1. Le commerce en ligne crée de nouvelles opportunités
Les entreprises de produits frais ont réalisé une grande partie de leur croissance en ligne grâce aux détaillants multicanaux qu'elles fournissaient déjà. Dans le même temps, les acteurs en ligne tels que Hello Fresh, Ocado, Picnic et Rohlik sont devenus un « nouveau » segment de vente, en particulier pour les fournisseurs de produits frais disposant d'un large assortiment. L'augmentation du e-commerce signifie que le marché des fruits et légumes évolue encore plus vers des ventes à flux tendu, car les détaillants en ligne passent souvent leurs commandes finales lorsque les marchandises sont déjà vendues. Bien que les ventes en ligne soient encore relativement faibles, ce segment offre des possibilités d'innovation, notamment la possibilité de vendre des produits d'exception, en raison du moindre risque de gaspillage.
2. Les entreprises se tournent vers la vente au détail
L'augmentation du volume des ventes dans le commerce de détail au cours des 18 derniers mois a surtout été positive pour les grands acteurs du secteur des produits frais, qui se concentrent généralement sur l'approvisionnement du canal de vente au détail. De nombreux fournisseurs ont cherché à coopérer plus étroitement avec les détaillants et cette coopération a été nécessaire pendant la première vague pour maintenir les stocks en rayons. En revanche le passage à la consommation à domicile a été délétère pour de nombreux fournisseurs de services alimentaires spécialisés. Il semble probable que les entreprises de produits frais orienteront de plus en plus leurs investissements vers le canal de la vente au détail, tandis que l'approvisionnement de segments tels que la restauration seront mises sous pression.

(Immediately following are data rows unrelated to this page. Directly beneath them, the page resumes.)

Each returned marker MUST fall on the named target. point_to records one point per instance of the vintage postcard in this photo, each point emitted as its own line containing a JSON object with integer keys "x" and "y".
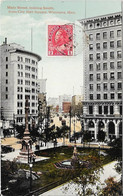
{"x": 61, "y": 97}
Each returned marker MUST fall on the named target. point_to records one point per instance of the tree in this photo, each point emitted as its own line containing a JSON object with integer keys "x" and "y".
{"x": 20, "y": 131}
{"x": 101, "y": 136}
{"x": 112, "y": 188}
{"x": 87, "y": 175}
{"x": 116, "y": 149}
{"x": 87, "y": 136}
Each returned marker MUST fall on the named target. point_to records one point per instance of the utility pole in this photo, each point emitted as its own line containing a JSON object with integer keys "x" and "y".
{"x": 122, "y": 99}
{"x": 70, "y": 125}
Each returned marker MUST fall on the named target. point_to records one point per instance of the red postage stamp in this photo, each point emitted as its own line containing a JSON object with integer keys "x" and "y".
{"x": 60, "y": 40}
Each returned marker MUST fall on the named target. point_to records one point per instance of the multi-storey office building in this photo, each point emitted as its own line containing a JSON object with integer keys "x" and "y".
{"x": 102, "y": 107}
{"x": 18, "y": 76}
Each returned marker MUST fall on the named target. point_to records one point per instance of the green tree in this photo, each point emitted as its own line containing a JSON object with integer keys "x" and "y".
{"x": 116, "y": 149}
{"x": 113, "y": 188}
{"x": 101, "y": 136}
{"x": 87, "y": 175}
{"x": 87, "y": 137}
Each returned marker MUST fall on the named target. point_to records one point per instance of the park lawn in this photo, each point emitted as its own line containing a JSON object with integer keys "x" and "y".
{"x": 50, "y": 173}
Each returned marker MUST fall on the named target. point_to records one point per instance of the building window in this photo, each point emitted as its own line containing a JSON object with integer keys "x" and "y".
{"x": 6, "y": 73}
{"x": 98, "y": 66}
{"x": 119, "y": 86}
{"x": 91, "y": 47}
{"x": 119, "y": 75}
{"x": 98, "y": 46}
{"x": 91, "y": 77}
{"x": 105, "y": 96}
{"x": 98, "y": 96}
{"x": 33, "y": 62}
{"x": 111, "y": 65}
{"x": 91, "y": 87}
{"x": 6, "y": 96}
{"x": 112, "y": 76}
{"x": 105, "y": 76}
{"x": 119, "y": 95}
{"x": 111, "y": 109}
{"x": 91, "y": 96}
{"x": 112, "y": 95}
{"x": 118, "y": 54}
{"x": 90, "y": 109}
{"x": 118, "y": 33}
{"x": 98, "y": 87}
{"x": 104, "y": 66}
{"x": 119, "y": 65}
{"x": 98, "y": 56}
{"x": 105, "y": 109}
{"x": 98, "y": 36}
{"x": 119, "y": 43}
{"x": 112, "y": 86}
{"x": 105, "y": 55}
{"x": 111, "y": 34}
{"x": 27, "y": 60}
{"x": 6, "y": 89}
{"x": 91, "y": 37}
{"x": 105, "y": 45}
{"x": 91, "y": 67}
{"x": 112, "y": 55}
{"x": 104, "y": 35}
{"x": 90, "y": 57}
{"x": 98, "y": 76}
{"x": 105, "y": 86}
{"x": 100, "y": 109}
{"x": 33, "y": 69}
{"x": 112, "y": 44}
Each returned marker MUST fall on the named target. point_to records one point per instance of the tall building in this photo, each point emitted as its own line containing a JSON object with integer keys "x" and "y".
{"x": 76, "y": 105}
{"x": 63, "y": 98}
{"x": 66, "y": 107}
{"x": 18, "y": 80}
{"x": 42, "y": 85}
{"x": 102, "y": 107}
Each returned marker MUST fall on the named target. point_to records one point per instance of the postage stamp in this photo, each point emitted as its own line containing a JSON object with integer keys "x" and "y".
{"x": 60, "y": 40}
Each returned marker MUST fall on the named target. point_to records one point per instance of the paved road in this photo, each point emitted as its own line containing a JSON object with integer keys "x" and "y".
{"x": 71, "y": 189}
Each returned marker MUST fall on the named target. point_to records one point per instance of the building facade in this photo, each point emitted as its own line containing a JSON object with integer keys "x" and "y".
{"x": 64, "y": 98}
{"x": 42, "y": 86}
{"x": 102, "y": 106}
{"x": 18, "y": 77}
{"x": 66, "y": 107}
{"x": 76, "y": 105}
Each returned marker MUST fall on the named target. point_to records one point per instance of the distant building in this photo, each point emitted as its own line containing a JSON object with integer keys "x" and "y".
{"x": 63, "y": 98}
{"x": 103, "y": 82}
{"x": 66, "y": 107}
{"x": 76, "y": 106}
{"x": 53, "y": 101}
{"x": 42, "y": 86}
{"x": 18, "y": 80}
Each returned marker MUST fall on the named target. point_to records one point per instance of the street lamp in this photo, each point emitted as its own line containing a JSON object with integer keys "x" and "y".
{"x": 28, "y": 152}
{"x": 30, "y": 165}
{"x": 99, "y": 150}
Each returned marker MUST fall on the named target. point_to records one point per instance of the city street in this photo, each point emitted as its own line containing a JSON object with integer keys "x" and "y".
{"x": 71, "y": 189}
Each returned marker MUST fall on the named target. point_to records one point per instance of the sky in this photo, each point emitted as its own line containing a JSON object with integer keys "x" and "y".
{"x": 64, "y": 73}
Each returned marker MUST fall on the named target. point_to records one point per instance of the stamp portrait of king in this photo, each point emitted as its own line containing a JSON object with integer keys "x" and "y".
{"x": 60, "y": 40}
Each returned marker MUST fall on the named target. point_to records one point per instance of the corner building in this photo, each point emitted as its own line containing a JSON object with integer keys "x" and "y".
{"x": 18, "y": 75}
{"x": 102, "y": 106}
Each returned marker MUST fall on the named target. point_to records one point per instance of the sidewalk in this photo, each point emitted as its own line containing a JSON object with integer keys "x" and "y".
{"x": 71, "y": 188}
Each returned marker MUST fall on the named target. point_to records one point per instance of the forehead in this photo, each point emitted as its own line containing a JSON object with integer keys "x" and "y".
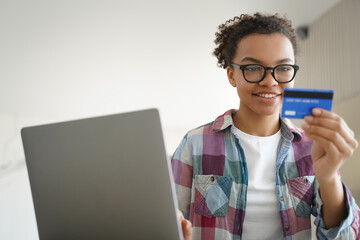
{"x": 267, "y": 48}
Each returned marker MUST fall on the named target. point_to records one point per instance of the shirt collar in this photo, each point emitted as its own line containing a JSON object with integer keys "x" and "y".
{"x": 289, "y": 130}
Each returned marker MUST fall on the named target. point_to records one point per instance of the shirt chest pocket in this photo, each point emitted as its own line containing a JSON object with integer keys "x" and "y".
{"x": 301, "y": 193}
{"x": 212, "y": 194}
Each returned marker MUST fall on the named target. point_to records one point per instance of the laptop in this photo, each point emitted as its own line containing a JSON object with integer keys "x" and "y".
{"x": 102, "y": 178}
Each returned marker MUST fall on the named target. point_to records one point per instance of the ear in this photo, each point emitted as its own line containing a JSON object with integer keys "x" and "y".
{"x": 230, "y": 73}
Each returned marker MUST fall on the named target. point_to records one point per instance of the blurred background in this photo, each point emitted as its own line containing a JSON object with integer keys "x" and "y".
{"x": 71, "y": 59}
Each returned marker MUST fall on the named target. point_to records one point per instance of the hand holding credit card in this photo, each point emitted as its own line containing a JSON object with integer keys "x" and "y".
{"x": 299, "y": 102}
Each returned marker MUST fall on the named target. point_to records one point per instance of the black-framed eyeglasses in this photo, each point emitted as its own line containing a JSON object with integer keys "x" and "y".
{"x": 255, "y": 73}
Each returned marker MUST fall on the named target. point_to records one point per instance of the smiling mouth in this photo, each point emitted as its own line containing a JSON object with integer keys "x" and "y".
{"x": 267, "y": 95}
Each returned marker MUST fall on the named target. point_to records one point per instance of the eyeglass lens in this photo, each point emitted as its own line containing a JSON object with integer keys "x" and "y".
{"x": 255, "y": 73}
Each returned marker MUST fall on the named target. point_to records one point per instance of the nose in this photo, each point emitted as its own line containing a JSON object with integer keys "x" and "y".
{"x": 268, "y": 80}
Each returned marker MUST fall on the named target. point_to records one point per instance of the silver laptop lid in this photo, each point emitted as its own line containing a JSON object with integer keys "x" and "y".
{"x": 102, "y": 178}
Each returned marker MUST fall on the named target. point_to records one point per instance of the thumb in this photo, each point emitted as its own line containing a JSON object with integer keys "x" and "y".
{"x": 187, "y": 229}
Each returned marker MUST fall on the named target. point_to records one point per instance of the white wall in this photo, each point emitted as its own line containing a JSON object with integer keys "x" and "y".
{"x": 61, "y": 60}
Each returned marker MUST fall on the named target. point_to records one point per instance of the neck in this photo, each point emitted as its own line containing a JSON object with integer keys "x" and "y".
{"x": 255, "y": 124}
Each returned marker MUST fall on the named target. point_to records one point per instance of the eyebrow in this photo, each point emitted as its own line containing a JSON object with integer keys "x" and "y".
{"x": 258, "y": 61}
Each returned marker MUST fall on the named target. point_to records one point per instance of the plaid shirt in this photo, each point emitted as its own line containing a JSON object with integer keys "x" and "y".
{"x": 210, "y": 175}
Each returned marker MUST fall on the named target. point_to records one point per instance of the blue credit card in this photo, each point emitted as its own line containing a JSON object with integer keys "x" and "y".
{"x": 299, "y": 102}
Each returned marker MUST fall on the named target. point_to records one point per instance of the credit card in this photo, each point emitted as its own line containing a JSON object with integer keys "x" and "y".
{"x": 299, "y": 102}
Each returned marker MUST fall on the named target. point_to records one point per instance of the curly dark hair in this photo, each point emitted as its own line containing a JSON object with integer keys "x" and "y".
{"x": 233, "y": 30}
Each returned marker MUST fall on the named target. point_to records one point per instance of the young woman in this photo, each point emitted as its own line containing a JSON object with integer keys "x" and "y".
{"x": 250, "y": 174}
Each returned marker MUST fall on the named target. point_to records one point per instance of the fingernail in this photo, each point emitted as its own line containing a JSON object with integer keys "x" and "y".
{"x": 305, "y": 126}
{"x": 316, "y": 111}
{"x": 309, "y": 118}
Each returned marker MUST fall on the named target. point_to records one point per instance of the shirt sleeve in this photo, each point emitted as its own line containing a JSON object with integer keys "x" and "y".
{"x": 182, "y": 167}
{"x": 349, "y": 228}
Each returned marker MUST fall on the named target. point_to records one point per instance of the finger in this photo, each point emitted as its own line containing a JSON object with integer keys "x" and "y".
{"x": 180, "y": 215}
{"x": 329, "y": 140}
{"x": 335, "y": 122}
{"x": 187, "y": 229}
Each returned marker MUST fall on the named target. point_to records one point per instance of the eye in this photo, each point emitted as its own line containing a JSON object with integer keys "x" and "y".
{"x": 253, "y": 68}
{"x": 284, "y": 68}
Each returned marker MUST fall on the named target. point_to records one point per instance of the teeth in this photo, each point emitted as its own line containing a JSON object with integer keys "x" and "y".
{"x": 267, "y": 95}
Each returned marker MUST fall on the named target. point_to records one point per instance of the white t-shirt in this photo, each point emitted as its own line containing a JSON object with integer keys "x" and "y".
{"x": 262, "y": 219}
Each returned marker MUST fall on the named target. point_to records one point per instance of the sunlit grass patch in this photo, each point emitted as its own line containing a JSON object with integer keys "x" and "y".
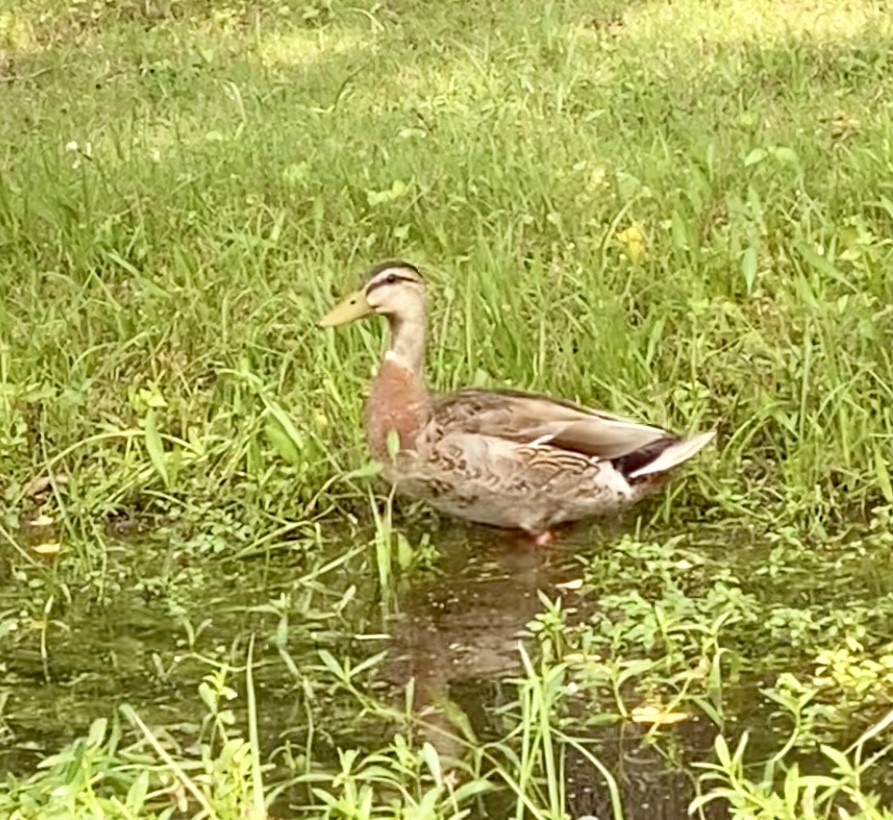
{"x": 764, "y": 23}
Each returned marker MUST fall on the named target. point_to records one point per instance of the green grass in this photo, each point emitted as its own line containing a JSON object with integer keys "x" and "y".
{"x": 680, "y": 211}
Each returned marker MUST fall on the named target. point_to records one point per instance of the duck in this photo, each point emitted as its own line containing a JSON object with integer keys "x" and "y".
{"x": 509, "y": 459}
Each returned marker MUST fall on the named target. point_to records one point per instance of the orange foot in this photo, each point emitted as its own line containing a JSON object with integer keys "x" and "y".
{"x": 544, "y": 539}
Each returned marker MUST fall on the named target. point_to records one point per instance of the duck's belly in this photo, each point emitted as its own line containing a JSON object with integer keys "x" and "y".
{"x": 531, "y": 500}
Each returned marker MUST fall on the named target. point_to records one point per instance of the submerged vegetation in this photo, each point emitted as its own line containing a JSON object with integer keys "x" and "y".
{"x": 680, "y": 211}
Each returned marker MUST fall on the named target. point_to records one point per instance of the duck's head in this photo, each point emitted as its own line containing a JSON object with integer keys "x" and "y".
{"x": 394, "y": 289}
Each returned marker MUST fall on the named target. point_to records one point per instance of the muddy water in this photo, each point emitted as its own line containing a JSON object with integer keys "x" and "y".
{"x": 455, "y": 631}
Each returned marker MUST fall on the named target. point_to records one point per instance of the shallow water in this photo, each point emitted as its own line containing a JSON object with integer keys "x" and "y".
{"x": 455, "y": 631}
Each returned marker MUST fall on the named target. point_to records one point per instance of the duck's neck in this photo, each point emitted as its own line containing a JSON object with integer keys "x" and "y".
{"x": 399, "y": 401}
{"x": 407, "y": 345}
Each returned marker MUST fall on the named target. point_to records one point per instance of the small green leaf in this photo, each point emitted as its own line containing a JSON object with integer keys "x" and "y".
{"x": 282, "y": 443}
{"x": 393, "y": 443}
{"x": 755, "y": 156}
{"x": 883, "y": 476}
{"x": 432, "y": 761}
{"x": 749, "y": 268}
{"x": 787, "y": 156}
{"x": 155, "y": 447}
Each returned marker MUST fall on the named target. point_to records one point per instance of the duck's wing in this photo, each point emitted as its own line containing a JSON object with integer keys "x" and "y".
{"x": 529, "y": 418}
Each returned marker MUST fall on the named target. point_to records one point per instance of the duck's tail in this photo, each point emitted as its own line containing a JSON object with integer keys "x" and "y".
{"x": 672, "y": 455}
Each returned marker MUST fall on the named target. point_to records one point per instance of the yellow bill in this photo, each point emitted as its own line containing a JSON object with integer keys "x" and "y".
{"x": 353, "y": 307}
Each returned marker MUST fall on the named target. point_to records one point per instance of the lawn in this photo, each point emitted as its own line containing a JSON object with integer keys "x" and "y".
{"x": 679, "y": 210}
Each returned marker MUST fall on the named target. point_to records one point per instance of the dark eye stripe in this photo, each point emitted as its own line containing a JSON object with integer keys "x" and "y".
{"x": 390, "y": 279}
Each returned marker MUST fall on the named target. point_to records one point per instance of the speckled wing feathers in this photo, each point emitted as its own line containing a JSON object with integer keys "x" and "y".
{"x": 531, "y": 419}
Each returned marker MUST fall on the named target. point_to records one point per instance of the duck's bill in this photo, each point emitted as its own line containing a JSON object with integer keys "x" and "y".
{"x": 353, "y": 307}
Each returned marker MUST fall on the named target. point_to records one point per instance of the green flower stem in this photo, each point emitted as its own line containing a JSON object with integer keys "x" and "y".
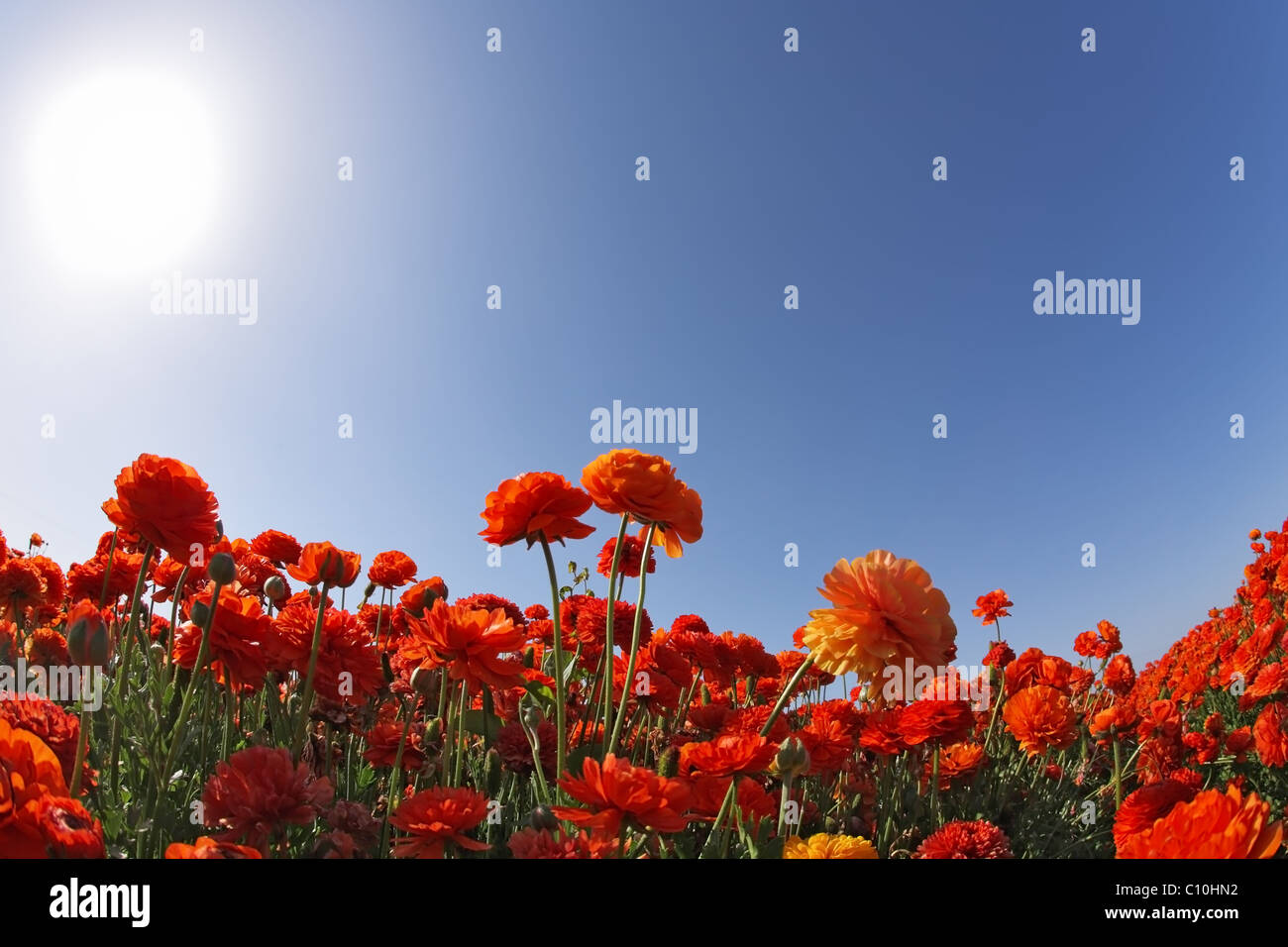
{"x": 107, "y": 573}
{"x": 395, "y": 779}
{"x": 786, "y": 694}
{"x": 608, "y": 635}
{"x": 301, "y": 722}
{"x": 449, "y": 729}
{"x": 561, "y": 692}
{"x": 464, "y": 738}
{"x": 81, "y": 741}
{"x": 123, "y": 672}
{"x": 635, "y": 639}
{"x": 202, "y": 654}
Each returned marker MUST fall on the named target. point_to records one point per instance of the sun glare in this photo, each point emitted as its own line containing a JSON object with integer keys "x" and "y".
{"x": 123, "y": 172}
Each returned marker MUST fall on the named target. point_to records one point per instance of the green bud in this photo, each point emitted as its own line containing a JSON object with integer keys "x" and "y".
{"x": 793, "y": 759}
{"x": 669, "y": 763}
{"x": 492, "y": 774}
{"x": 541, "y": 817}
{"x": 274, "y": 587}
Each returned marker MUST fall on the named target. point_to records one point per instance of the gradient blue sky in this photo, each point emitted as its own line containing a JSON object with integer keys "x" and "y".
{"x": 768, "y": 169}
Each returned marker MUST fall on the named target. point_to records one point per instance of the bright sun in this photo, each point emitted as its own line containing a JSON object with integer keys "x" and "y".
{"x": 123, "y": 172}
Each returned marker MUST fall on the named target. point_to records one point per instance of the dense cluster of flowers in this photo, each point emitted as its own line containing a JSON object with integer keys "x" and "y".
{"x": 245, "y": 718}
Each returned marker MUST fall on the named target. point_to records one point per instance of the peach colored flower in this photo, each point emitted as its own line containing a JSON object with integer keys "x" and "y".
{"x": 884, "y": 609}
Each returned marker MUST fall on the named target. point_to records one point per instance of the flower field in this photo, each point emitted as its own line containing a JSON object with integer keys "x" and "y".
{"x": 181, "y": 693}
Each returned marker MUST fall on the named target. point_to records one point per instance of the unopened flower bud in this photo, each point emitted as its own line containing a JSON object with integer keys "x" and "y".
{"x": 532, "y": 718}
{"x": 88, "y": 642}
{"x": 669, "y": 763}
{"x": 492, "y": 774}
{"x": 793, "y": 758}
{"x": 222, "y": 569}
{"x": 424, "y": 681}
{"x": 274, "y": 587}
{"x": 541, "y": 817}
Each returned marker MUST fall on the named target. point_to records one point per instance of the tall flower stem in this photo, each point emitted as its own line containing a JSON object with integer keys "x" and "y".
{"x": 81, "y": 741}
{"x": 786, "y": 694}
{"x": 608, "y": 635}
{"x": 300, "y": 724}
{"x": 561, "y": 692}
{"x": 395, "y": 776}
{"x": 635, "y": 639}
{"x": 202, "y": 654}
{"x": 123, "y": 672}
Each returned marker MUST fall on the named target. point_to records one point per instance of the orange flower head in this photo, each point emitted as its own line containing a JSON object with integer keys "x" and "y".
{"x": 1041, "y": 718}
{"x": 321, "y": 564}
{"x": 728, "y": 754}
{"x": 991, "y": 607}
{"x": 257, "y": 792}
{"x": 533, "y": 505}
{"x": 207, "y": 847}
{"x": 644, "y": 486}
{"x": 823, "y": 845}
{"x": 391, "y": 570}
{"x": 29, "y": 774}
{"x": 884, "y": 611}
{"x": 471, "y": 642}
{"x": 979, "y": 839}
{"x": 437, "y": 815}
{"x": 617, "y": 791}
{"x": 165, "y": 502}
{"x": 1212, "y": 825}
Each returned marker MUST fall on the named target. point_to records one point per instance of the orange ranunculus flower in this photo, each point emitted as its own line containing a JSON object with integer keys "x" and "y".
{"x": 29, "y": 774}
{"x": 956, "y": 762}
{"x": 165, "y": 502}
{"x": 243, "y": 639}
{"x": 322, "y": 564}
{"x": 533, "y": 505}
{"x": 471, "y": 642}
{"x": 932, "y": 719}
{"x": 618, "y": 791}
{"x": 1041, "y": 718}
{"x": 68, "y": 828}
{"x": 884, "y": 611}
{"x": 823, "y": 845}
{"x": 437, "y": 815}
{"x": 206, "y": 847}
{"x": 1270, "y": 733}
{"x": 258, "y": 791}
{"x": 979, "y": 839}
{"x": 532, "y": 843}
{"x": 346, "y": 650}
{"x": 1212, "y": 825}
{"x": 391, "y": 570}
{"x": 423, "y": 595}
{"x": 1147, "y": 804}
{"x": 645, "y": 487}
{"x": 991, "y": 607}
{"x": 728, "y": 754}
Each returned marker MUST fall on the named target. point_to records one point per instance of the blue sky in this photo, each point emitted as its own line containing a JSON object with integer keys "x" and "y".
{"x": 768, "y": 169}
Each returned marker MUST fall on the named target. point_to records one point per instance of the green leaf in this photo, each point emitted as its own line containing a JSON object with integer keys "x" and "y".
{"x": 475, "y": 720}
{"x": 540, "y": 690}
{"x": 575, "y": 758}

3. Les produits frais jouent un rôle central dans la concurrence entre les détaillants
Les consommateurs qui ont opté pour des courses plus importantes ont eu tendance à favoriser certains supermarchés. En 2020, la croissance des détaillants à service complet a dépassé celle des magasins de discount en Allemagne et aux Pays-Bas. Ailleurs, comme en Espagne, les détaillants locaux dont les magasins sont plus proches des consommateurs ont fait mieux que les hypermarchés. Certains détaillants s'efforceront de renverser la vapeur et de regagner les parts de marché perdues. Ce faisant, ils sont susceptibles d'accorder plus d'attention à leur activité promotionnelle dans le domaine des produits frais afin d'attirer les consommateurs.
4. Saisir l'opportunité de faire durer les régimes alimentaires plus sains
En termes de marketing, les entreprises de produits frais ont pu profiter d'une vague sans précédent de publicité gratuite, mais celle-ci va s'estomper. Cependant, l'impact de la pandémie, en termes de santé et de finances, fournit au secteur des fruits et légumes un argument de poids pour souligner l'importance d'une alimentation saine auprès des décideurs politiques. Le soutien des pouvoirs publiques est un élément clé pour que le passage à des régimes alimentaires plus sains se pérennise.
Outre les développements soulignés du côté de la demande, les prix et la consommation de fruits et légumes sont aussi, bien sûr, influencés par la disponibilité saisonnière des produits. Les mauvaises récoltes dues à des conditions climatiques défavorables et les perturbations de la chaîne d’approvisionnement, comme l'augmentation des coûts de transport et les pénuries de main-d'œuvre, ont également un impact important sur la disponibilité et donc la consommation finale. Cela était déjà vrai avant, mais c'est devenu encore plus évident lors de la première vague de la pandémie. Maintenant que nous sommes sur la voie de la reprise, ces facteurs commencent à jouer un rôle plus important et continueront à avoir un impact sur la durabilité et la pérennité de ces changements.